Sunday, December 15, 2013

Keep Calm and Observe On


I'm gonna lie on this lily pad until you calm down


Stopping and calming, then looking deeply is a great series of steps to help me solve problems, especially when I feel very excited or irrational. Sometimes when I am stressed out, I am easily excitable and sometimes events that aren’t truly earthshaking send me into a half wild state. For instance, on the day that I had to move out of my dorm, I found that one of my roommates vandalized my room by moving things and making my room even more disorganized than it already was. When I found my room like this, I was furious and I called up my roommate and had a very angry phone call with him and said some things I later took back. After I hung up, I remembered Hanh’s strategy of stopping and calming and tried to recognize, accept, and embrace my feelings before finding insight about them. While I was later ashamed at how I reacted towards my friend, I remembered that the best strategy was to accept how I felt. Of course I would be incensed if someone I trusted threw around my stuff while I was gone and I accepted that it was natural to feel that way. Once I allowed myself to feel this way and I calmed down, I slid back into my excited state when I remembered that I had a flat tire and I was certainly going to be late for work and my boss would be mad at me and this, and that, and the other…

WHAT AM I GOING TO DO?!?!
and then I took another deep breath and calmed down again. This time I sat down and I realize now how that moment to sit down related to Hanh’s metaphor about how animals react when they are hurt: “They find a place to lie down, and they rest completely” (27). So I sat down for five minutes and waited until I came up with a plan. I also took this time to realize that the real reason I was angry with my friend was all of the other stressors on my mind when I called him, but I didn’t realize it at the time. When I figured out what would be best to do, I was able to do it with an uncluttered mind after taking some time to just stop my busy mind, rest, and see the truth behind what I was experiencing. So I called my boss to tell her I would be late for work and she wasn’t mad. I finished packing my car, and then I got down to the tire. I almost started worrying again but I stopped and calmed down again and realized that while I only have a donut to replace the flat, other people in the building surely had a jack and a tire iron. So I asked around and sure enough, everyone had what I needed. I got the carjack from James, the tire iron from Paul, Molly gave me her gloves though I didn’t ask when she saw how cold my hands were, and someone else help me hit off the old tire that seized to the hub.
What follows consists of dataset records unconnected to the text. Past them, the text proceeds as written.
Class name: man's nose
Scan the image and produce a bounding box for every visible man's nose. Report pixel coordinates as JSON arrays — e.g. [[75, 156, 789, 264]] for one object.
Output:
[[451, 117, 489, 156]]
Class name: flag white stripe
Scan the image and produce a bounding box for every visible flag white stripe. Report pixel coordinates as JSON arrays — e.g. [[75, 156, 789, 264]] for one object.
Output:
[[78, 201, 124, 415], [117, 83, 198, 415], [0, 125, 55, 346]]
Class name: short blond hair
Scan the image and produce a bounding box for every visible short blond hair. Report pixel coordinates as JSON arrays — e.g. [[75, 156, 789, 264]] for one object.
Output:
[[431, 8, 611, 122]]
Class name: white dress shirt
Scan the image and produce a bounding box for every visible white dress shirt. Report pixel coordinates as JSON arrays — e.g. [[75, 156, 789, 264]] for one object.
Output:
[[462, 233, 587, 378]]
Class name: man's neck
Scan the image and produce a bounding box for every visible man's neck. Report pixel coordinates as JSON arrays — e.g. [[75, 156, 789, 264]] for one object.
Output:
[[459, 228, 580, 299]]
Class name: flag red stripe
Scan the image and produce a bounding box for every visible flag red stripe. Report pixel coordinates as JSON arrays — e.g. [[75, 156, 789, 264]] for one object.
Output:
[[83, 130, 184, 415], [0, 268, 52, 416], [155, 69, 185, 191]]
That day I actually had many insights. The first learned was that the meditation technique of stopping and calming then healing is a great problem solving method. If I didn’t take the five minutes to calm down and see the problems I had as they really were, and not the insurmountable fabrications I imagined them to be, I realized that my problems were entirely solvable.
 I also learned that while I was angry with my friend for making a mess of my room, it was just a room. I felt like it was a violation of my trust, and though I still think it was, I reacted in a volatile way and there was no reason my friend and I couldn’t reconcile, so I took steps to apologize to him for being so upset. A third insight I had was that without other people to help me, I would have been out of luck that day. It helped me realize that I’m not truly alone and that there will always be someone willing to lend me a hand if I ask for it. This is a powerful insight to me because I often feel isolated, but when I look at that feeling closely, I am often wrong and the flat tire helped me see that. And the final thing I learned that day was that acting rationally to solve my problems earns the respect of the people around me, and it proved that “my actions are the ground on which I stand” (124) like Hanh points out. Instead of acting like a crazy person in my panic, I did something about my problems and people gave me credit for trying to fix the flat as opposed to just giving up. The events that day really changed my mind about how meditation helps me problem solve and provide peace to my mind when I am feeling stressed out and uncertain.

             Work Cited
             Hanh, T.N. 1999. The Heart of the Buddha’s Teaching.